Road to somewhere: Where I live in Orlando, all but one of our limited-access highways are toll roads, and the tolls are expensive enough. In China, where tolls are comparatively more expensive and where the rule of and respect for law has always been compromised by bribery and money, people are going to seemingly ridiculous lengths to avoid tolls. So some villagers are striking back:
[Link]By 2020, if all goes as planned, China will have completed almost 53,000 miles of expressways, a network roughly equivalent to the Interstate System in the United States. China considers expressways crucial to maintaining its economic growth and developing its western and interior provinces.
But the cost is so exorbitant that China is financing much of the system with tolls that are, by Chinese standards, pricey.

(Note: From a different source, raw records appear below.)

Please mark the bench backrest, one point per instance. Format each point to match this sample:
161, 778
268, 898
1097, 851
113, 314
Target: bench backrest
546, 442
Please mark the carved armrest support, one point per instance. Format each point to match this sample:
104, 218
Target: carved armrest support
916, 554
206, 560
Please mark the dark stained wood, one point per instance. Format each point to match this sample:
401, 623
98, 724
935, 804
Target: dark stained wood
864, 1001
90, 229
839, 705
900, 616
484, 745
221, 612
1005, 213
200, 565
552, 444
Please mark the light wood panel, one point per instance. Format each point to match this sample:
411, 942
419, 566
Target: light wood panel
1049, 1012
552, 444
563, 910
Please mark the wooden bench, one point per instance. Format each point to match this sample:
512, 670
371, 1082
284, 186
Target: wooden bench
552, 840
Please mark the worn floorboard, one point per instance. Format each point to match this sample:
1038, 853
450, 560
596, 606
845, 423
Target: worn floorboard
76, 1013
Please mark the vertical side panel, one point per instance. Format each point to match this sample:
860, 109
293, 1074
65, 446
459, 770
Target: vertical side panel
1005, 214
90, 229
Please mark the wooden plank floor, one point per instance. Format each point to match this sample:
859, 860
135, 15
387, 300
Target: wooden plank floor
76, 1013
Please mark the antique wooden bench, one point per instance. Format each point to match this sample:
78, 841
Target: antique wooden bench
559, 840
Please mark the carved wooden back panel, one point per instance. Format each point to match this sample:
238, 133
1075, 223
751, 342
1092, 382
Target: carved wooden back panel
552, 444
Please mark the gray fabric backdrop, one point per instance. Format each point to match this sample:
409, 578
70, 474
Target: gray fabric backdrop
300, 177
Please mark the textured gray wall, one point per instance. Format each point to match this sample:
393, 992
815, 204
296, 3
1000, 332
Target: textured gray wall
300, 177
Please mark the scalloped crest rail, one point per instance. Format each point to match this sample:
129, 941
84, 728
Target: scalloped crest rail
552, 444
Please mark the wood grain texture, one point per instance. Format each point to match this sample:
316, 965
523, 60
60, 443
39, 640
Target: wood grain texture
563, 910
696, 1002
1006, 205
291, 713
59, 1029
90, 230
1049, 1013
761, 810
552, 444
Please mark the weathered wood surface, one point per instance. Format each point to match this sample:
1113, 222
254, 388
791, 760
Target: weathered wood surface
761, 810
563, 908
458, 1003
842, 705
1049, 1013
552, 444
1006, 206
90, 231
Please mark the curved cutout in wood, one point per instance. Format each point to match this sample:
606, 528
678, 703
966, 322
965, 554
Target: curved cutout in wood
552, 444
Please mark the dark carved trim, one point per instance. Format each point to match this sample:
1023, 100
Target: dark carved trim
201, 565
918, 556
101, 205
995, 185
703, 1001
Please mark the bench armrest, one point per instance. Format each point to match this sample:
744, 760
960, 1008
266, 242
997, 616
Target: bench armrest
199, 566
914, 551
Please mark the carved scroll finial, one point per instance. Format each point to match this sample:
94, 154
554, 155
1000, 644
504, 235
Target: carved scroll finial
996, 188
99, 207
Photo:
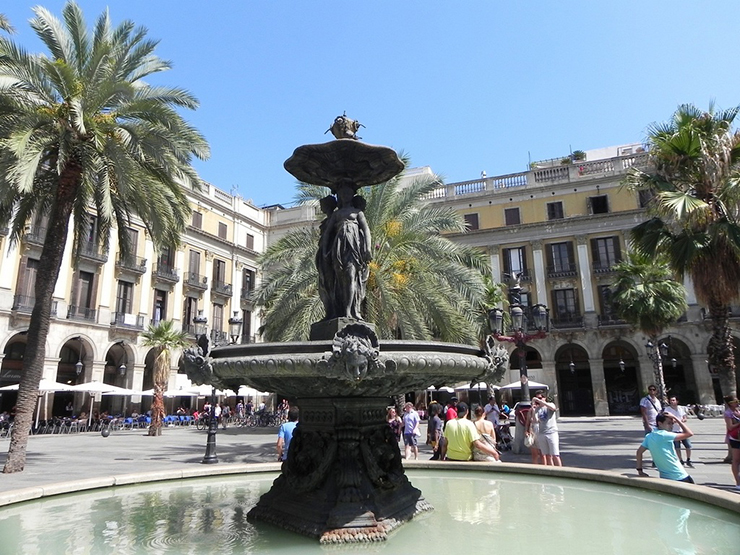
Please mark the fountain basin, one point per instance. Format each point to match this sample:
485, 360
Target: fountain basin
343, 479
511, 506
307, 368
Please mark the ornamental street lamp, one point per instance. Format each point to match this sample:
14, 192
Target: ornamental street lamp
235, 327
201, 329
657, 353
518, 335
78, 365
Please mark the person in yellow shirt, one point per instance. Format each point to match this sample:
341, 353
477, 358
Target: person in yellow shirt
462, 435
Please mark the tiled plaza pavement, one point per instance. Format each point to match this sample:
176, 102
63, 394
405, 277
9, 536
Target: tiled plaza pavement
596, 443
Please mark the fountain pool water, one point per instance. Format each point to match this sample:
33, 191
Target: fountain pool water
475, 512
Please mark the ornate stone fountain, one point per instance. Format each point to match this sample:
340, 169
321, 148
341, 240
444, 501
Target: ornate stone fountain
343, 480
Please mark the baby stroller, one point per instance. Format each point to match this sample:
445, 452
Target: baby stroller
504, 437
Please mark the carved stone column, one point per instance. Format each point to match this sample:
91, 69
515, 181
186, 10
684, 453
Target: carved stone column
703, 380
584, 267
539, 272
343, 480
598, 384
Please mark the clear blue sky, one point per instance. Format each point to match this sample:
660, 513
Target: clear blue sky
459, 86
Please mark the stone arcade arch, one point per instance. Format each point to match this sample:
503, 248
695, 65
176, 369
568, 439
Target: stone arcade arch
576, 396
73, 350
11, 369
534, 370
620, 374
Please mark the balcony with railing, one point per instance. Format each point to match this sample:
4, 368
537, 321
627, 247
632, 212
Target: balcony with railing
567, 269
524, 277
567, 321
576, 172
196, 281
219, 337
93, 252
81, 313
165, 273
610, 320
604, 267
35, 235
131, 264
221, 288
24, 304
127, 321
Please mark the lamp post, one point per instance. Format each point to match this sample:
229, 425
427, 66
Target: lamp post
122, 373
235, 327
518, 330
201, 328
78, 365
657, 352
518, 336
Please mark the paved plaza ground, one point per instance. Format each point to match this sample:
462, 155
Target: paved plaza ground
595, 443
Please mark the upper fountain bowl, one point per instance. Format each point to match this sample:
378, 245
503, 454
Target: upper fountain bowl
344, 161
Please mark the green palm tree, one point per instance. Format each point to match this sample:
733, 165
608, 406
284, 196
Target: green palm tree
421, 285
5, 24
164, 338
81, 130
694, 173
646, 296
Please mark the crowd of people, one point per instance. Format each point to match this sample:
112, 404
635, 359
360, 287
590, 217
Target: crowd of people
454, 434
667, 431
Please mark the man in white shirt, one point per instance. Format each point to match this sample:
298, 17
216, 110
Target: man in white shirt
650, 406
681, 414
492, 412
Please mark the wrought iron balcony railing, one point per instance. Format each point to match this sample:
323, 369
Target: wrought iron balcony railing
131, 263
610, 320
165, 272
562, 270
604, 267
90, 250
125, 320
24, 304
196, 281
221, 288
567, 321
81, 313
35, 235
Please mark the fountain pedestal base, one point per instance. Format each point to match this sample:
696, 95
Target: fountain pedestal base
343, 480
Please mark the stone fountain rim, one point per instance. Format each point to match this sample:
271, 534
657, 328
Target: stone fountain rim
721, 499
386, 346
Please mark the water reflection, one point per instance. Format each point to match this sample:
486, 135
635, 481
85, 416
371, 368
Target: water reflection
511, 512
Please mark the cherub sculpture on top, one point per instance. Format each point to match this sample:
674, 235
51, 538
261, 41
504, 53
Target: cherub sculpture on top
344, 127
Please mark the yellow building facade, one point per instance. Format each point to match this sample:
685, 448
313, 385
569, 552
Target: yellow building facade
561, 227
102, 301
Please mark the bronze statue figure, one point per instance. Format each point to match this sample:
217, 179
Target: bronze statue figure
343, 255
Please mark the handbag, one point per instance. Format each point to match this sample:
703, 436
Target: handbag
528, 439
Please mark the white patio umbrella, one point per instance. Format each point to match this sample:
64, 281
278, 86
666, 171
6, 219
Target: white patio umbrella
45, 386
532, 385
94, 387
246, 391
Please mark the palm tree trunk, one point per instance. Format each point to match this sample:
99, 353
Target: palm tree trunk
720, 353
155, 428
38, 328
658, 370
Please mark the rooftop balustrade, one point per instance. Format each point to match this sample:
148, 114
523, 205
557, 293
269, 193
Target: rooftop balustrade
578, 171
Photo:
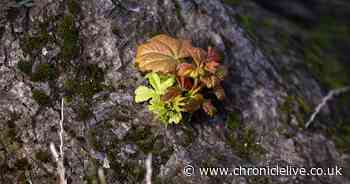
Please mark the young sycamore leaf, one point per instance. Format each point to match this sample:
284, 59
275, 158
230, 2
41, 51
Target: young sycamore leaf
162, 54
160, 84
143, 93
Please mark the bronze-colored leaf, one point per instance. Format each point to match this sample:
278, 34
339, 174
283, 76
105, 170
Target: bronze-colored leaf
194, 103
210, 81
162, 54
198, 55
209, 108
185, 69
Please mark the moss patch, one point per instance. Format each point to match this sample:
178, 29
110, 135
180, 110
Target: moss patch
233, 121
25, 66
84, 113
244, 144
86, 83
70, 36
41, 98
142, 137
33, 44
73, 7
44, 72
42, 156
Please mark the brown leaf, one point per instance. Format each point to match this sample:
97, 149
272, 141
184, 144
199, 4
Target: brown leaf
185, 69
198, 55
162, 54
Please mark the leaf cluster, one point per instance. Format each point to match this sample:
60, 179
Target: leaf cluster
179, 76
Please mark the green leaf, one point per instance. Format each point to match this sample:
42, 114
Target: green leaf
143, 93
160, 83
154, 80
166, 84
175, 117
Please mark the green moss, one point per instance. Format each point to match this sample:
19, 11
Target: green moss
246, 21
94, 141
86, 83
41, 98
70, 35
42, 156
25, 66
34, 44
303, 106
115, 30
44, 72
73, 7
233, 121
244, 144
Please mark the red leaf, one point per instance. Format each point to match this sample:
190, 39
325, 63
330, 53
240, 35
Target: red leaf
210, 81
170, 94
219, 92
199, 55
185, 69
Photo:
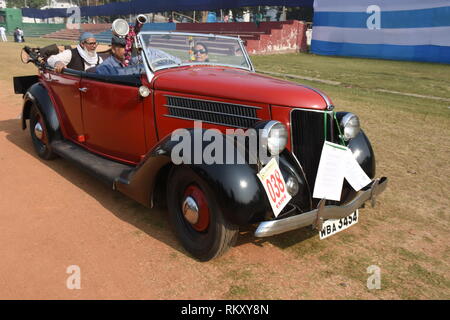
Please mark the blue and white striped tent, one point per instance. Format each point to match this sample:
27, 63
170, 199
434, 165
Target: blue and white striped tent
417, 30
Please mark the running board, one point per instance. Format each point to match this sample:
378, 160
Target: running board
104, 169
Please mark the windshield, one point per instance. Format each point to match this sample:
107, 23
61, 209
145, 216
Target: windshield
165, 50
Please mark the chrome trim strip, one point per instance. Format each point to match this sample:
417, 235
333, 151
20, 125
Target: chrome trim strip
213, 112
212, 122
270, 228
203, 100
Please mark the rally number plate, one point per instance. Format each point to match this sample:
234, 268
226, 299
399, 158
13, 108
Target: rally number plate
274, 185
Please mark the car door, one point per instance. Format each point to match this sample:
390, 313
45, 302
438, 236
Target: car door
112, 112
65, 92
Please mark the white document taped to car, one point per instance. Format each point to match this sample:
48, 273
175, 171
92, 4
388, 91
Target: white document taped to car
330, 175
354, 174
336, 163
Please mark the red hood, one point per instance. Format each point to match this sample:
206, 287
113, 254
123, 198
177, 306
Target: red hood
239, 85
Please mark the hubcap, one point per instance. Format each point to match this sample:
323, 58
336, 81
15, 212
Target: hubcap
38, 131
195, 208
190, 210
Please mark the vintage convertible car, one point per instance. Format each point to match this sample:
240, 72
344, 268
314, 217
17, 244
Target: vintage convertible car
121, 130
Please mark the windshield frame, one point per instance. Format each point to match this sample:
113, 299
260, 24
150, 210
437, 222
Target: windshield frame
152, 70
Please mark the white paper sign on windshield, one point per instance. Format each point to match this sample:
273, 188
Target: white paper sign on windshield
331, 172
336, 163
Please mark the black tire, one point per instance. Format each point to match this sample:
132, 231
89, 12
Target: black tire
219, 234
42, 146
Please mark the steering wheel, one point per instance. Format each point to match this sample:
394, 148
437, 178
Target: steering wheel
158, 61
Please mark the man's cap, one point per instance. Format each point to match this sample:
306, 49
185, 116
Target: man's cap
115, 40
86, 35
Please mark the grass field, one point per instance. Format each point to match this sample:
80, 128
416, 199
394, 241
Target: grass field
406, 235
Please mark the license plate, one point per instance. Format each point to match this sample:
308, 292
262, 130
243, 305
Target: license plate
274, 185
333, 226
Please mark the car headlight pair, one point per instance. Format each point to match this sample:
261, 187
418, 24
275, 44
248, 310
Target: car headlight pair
349, 125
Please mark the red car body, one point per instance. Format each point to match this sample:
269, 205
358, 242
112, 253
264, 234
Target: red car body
104, 124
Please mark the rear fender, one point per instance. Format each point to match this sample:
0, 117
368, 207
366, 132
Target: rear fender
37, 94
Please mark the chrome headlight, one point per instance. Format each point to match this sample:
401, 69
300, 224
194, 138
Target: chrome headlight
350, 126
274, 136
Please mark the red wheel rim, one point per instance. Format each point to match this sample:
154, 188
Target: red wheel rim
41, 122
203, 211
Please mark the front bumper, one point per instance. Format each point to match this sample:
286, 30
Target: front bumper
317, 216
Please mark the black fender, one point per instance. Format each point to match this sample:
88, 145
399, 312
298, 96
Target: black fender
364, 155
238, 191
38, 95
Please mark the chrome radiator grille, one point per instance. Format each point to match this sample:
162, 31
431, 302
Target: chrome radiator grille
308, 136
226, 114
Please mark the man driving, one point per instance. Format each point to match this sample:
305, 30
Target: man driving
114, 65
83, 57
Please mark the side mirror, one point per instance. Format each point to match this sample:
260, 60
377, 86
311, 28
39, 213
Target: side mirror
120, 27
24, 56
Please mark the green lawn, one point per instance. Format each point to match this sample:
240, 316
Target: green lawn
411, 77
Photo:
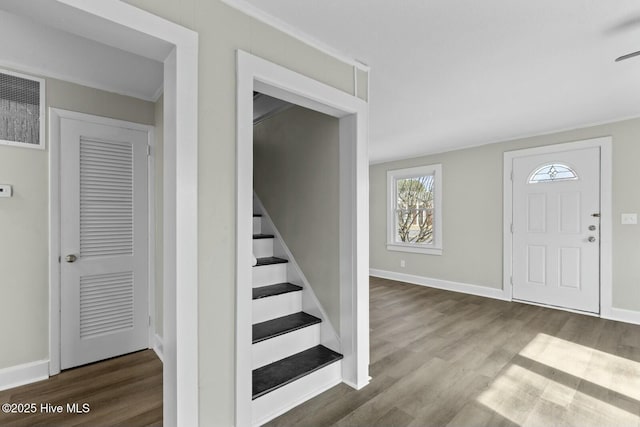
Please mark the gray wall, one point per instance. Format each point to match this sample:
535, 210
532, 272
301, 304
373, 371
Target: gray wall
221, 31
296, 176
24, 219
472, 212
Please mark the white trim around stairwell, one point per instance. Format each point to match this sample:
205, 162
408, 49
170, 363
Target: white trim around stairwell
158, 346
27, 373
622, 315
466, 288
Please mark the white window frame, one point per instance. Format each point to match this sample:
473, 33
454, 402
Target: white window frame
40, 145
434, 248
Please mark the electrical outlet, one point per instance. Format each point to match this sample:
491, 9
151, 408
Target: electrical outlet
6, 190
629, 219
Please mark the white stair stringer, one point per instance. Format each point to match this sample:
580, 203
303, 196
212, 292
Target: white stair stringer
264, 275
310, 303
273, 349
294, 342
262, 248
276, 306
271, 405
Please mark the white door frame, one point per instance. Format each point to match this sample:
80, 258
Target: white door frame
55, 149
254, 73
180, 209
606, 215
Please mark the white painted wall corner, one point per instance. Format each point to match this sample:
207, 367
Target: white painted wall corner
15, 376
157, 347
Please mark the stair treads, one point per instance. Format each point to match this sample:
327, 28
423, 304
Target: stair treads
284, 371
277, 289
282, 325
270, 260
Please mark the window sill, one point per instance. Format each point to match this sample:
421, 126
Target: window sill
414, 249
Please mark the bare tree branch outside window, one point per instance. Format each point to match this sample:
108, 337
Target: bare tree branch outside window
414, 209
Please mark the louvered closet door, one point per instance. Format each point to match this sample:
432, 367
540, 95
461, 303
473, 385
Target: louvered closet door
104, 242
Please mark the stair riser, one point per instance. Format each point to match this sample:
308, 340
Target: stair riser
279, 401
269, 274
277, 306
262, 248
268, 351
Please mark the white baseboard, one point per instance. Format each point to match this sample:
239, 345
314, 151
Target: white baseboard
15, 376
157, 347
465, 288
622, 315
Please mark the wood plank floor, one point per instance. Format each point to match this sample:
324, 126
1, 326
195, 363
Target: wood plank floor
124, 391
441, 358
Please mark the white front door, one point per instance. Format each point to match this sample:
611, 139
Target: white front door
556, 229
104, 241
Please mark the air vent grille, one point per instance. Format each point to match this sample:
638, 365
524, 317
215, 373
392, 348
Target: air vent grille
20, 110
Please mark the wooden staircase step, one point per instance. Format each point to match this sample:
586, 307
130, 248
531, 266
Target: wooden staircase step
273, 290
270, 261
282, 325
284, 371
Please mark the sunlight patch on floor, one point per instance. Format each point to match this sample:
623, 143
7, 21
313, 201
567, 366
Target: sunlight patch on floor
604, 369
554, 379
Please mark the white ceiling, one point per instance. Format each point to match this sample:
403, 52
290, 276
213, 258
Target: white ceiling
38, 40
447, 74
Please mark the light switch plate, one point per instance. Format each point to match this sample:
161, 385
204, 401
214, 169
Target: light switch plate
6, 190
629, 219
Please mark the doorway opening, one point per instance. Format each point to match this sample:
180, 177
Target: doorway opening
258, 75
557, 226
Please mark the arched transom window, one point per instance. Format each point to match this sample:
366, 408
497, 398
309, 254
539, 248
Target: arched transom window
552, 172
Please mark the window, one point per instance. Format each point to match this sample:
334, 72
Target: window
414, 219
552, 172
21, 110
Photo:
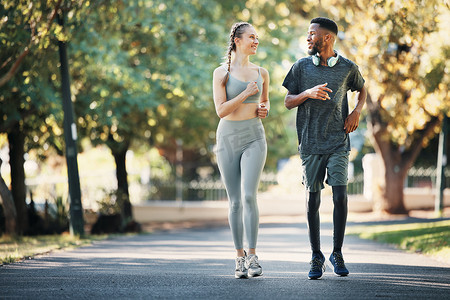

Two people who should know are Mr. Wang and Mr. Gu. The two men — who were nervous about divulging their first names to a snooping foreigner — are posted at a dingy intersection in this farming village in Hebei Province.
Not far away is a highway tollbooth. Every day cars and heavy trucks, as steady and determined as a trail of ants, try to skip the toll by cutting through the village on a narrow road.
Mr. Wang, 65, and Mr. Gu, 58, try to send them back. They say the tollbooth operator is paying the village a monthly fee to help crack down on toll jumpers. For its part the village is trying to stop heavy trucks from ruining its roads. The two men regulate traffic with a long, crooked stick that goes up and down like a crude crossing barrier.
Mr. Gu does the talking. Mr. Wang wields the stick.
“Can I get through?” one motorist asked on a recent afternoon as other cars waited.
“No,” Mr. Gu replied. Only local people are allowed to pass.
“Is there any other way around the toll?” the driver asked, smiling. “Come on, let me through.”